Rivera’s original conviction was declined based on the questions about the evidence that was being used against him. A second verdict, found guilty, was vacated back in 2006 when new DNA tests had determined that he was not the source of the semen that had been found inside of Staker’s body. The exculpatory DNA tests were obtained by the lawyers from the Center on Wrongful Convictions at Northwestern University School of Law who continued with their work on this case–also being joined by a full Jenner team–for Rivera’s third trial, which was set back in 2009, and his last appeal.
During Rivera’s 2009 trail, the state prosecutor tried to explain the lack of DNA evidence against Rivera by saying that Stalker was having sex with someone else around the time that Rivera had decided to kill her. This was apparently enough to satisfy the jury, who ended up disregarding the newest DNA tests, then they convicted Rivera back in May of 2009, also sentencing him to a life in prison with no parole.
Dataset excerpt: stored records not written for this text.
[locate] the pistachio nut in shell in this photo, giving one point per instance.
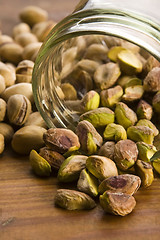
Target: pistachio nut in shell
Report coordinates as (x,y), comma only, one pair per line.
(125,154)
(99,117)
(61,140)
(39,165)
(73,200)
(28,138)
(125,183)
(88,136)
(125,116)
(107,150)
(117,203)
(140,134)
(101,167)
(55,159)
(114,132)
(145,172)
(71,167)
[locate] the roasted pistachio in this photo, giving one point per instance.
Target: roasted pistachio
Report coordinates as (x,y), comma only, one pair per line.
(99,117)
(145,151)
(71,167)
(125,154)
(117,203)
(61,140)
(101,167)
(106,75)
(114,132)
(125,116)
(111,96)
(107,150)
(125,183)
(145,172)
(140,134)
(39,165)
(73,200)
(88,136)
(87,183)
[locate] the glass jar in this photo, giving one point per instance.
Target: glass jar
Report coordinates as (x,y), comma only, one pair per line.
(135,21)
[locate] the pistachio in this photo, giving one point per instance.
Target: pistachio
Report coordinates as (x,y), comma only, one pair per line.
(24,71)
(114,132)
(19,88)
(145,151)
(156,102)
(99,117)
(101,167)
(71,167)
(140,134)
(28,138)
(107,150)
(144,110)
(125,183)
(55,159)
(151,82)
(106,75)
(73,200)
(147,123)
(125,154)
(145,172)
(39,165)
(125,116)
(87,183)
(1,143)
(33,15)
(18,109)
(7,131)
(129,63)
(117,203)
(11,52)
(61,140)
(2,109)
(111,96)
(88,136)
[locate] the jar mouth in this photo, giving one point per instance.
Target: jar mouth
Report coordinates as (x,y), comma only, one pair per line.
(48,64)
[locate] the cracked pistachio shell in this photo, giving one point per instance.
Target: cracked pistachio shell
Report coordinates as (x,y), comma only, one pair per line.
(145,172)
(114,132)
(28,138)
(106,75)
(99,117)
(144,110)
(101,167)
(73,200)
(145,151)
(147,123)
(117,203)
(111,96)
(87,183)
(125,154)
(61,140)
(125,116)
(140,134)
(71,167)
(125,183)
(39,165)
(129,62)
(107,150)
(18,109)
(88,136)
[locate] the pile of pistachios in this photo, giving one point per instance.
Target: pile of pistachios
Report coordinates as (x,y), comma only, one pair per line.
(113,86)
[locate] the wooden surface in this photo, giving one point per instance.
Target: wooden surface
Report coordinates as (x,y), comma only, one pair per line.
(27,210)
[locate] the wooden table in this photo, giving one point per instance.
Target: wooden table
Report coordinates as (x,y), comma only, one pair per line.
(27,210)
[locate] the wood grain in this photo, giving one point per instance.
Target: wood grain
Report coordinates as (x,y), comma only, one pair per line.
(27,210)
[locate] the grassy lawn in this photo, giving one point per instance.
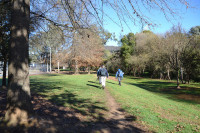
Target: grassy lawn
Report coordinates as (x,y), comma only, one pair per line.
(82,93)
(157,104)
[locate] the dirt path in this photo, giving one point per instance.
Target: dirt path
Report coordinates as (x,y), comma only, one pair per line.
(116,120)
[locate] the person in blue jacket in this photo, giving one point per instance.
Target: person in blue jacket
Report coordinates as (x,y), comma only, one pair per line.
(98,75)
(119,75)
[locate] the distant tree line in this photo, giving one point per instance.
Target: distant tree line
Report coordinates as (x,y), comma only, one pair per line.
(176,54)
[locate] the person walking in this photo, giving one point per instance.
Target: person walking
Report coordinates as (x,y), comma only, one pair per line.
(98,75)
(119,75)
(103,73)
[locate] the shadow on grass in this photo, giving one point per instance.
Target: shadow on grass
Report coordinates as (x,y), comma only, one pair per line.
(112,82)
(185,94)
(63,111)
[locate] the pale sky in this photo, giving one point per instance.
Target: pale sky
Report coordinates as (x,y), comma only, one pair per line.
(188,18)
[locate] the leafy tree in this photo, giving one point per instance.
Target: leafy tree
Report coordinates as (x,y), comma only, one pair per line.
(195,30)
(128,44)
(19,104)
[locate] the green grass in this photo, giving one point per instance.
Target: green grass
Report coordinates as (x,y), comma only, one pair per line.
(79,92)
(155,104)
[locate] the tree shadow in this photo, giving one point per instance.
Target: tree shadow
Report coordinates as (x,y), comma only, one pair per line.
(94,86)
(169,88)
(112,82)
(67,112)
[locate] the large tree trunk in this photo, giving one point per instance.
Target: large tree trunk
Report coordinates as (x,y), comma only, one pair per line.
(19,104)
(181,75)
(88,69)
(178,79)
(58,66)
(76,67)
(168,75)
(4,74)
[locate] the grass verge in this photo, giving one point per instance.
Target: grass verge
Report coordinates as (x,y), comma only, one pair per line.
(158,105)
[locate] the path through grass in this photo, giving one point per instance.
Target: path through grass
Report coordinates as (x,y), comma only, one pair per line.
(157,104)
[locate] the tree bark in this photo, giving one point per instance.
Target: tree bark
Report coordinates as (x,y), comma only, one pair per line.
(168,75)
(76,67)
(88,70)
(4,74)
(58,66)
(178,79)
(19,105)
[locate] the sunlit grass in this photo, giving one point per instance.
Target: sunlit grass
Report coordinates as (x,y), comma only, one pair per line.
(79,92)
(155,104)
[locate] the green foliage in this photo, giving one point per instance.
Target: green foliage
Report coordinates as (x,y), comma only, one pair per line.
(4,29)
(80,92)
(127,49)
(195,30)
(158,105)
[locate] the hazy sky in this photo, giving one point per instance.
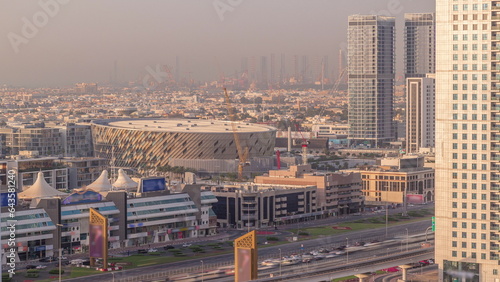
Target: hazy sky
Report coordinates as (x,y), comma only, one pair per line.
(79,41)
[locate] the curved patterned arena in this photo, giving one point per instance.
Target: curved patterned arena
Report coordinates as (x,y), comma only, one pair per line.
(137,143)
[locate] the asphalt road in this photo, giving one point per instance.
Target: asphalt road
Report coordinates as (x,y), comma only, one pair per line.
(273,252)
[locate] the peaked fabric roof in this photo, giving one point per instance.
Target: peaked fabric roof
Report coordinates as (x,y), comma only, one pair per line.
(123,181)
(101,184)
(40,189)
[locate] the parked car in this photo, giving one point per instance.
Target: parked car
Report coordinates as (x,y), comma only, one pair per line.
(168,247)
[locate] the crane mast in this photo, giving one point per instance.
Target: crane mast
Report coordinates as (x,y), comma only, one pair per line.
(242,153)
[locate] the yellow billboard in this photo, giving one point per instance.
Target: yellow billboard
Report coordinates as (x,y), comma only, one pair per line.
(245,257)
(98,237)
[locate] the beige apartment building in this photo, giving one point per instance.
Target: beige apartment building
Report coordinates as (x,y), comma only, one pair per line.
(468,140)
(337,193)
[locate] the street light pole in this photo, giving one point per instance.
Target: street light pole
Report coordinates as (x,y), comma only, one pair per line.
(407,239)
(280,260)
(347,250)
(59,229)
(201,270)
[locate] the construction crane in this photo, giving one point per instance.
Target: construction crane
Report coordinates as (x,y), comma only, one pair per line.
(242,153)
(336,85)
(304,145)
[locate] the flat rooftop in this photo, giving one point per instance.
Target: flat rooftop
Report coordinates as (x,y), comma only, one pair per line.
(188,125)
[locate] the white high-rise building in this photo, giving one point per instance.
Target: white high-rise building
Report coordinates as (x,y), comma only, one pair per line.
(371,79)
(420,44)
(420,113)
(468,140)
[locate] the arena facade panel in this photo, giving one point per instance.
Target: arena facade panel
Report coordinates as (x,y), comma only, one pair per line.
(136,143)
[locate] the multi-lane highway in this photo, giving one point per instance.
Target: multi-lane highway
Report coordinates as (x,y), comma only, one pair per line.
(268,252)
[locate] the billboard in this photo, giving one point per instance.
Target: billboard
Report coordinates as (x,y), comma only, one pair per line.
(415,199)
(245,257)
(96,241)
(82,197)
(98,237)
(153,184)
(244,264)
(5,199)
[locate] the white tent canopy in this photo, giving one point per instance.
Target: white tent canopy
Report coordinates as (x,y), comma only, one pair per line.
(101,184)
(40,189)
(123,181)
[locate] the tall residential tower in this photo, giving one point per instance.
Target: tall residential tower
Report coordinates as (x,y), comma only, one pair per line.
(371,79)
(468,140)
(420,66)
(420,44)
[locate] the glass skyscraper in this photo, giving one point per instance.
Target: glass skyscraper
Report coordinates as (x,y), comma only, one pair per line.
(371,79)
In this new decision, the appellate panel stated that there is ”no rational trier of fact could have found the essential elements of the crime beyond a reasonable doubt.” All of the judges pointed to the fact that there was no DNA evidence, and also noted that Rivera’s confession did not prove his guilt because police officers fed him some leading questions.
Stanford University of Law School professor Lawrence Marshall, who is a cofounder of the Center on Wrongful Convictions, served as lead counsel on the most recent appeal, working side-by-side with a fellow center lawyers Jeffrey Urdagen and Jane Raley, and a group of Jenner lawyers who were led by the litigation partners Terri Mascherin, Thomas Sullivan, and Andrew Vail.
”How did Jenner & Block first get involved with the River case?” ”In the fall of 2006, we were asked to be on the case with the [Center on Wrongful Convictions]. In the spring of 2009, the court had granted a post-conviction petition vacating Juan’s conviction and ordering a new trial. At that point, Jane Raley, the lawyer from the center who had really spearheaded [getting] the DNA testing done and had persuaded the court to vacate the conviction, wanted to get a trial team involved. So one of the lawyers at the center who is a trial lawyer, Jeff Urdangen, signed on to try the case, And [Raley] approached a couple of us here and asked us if we would work with them.”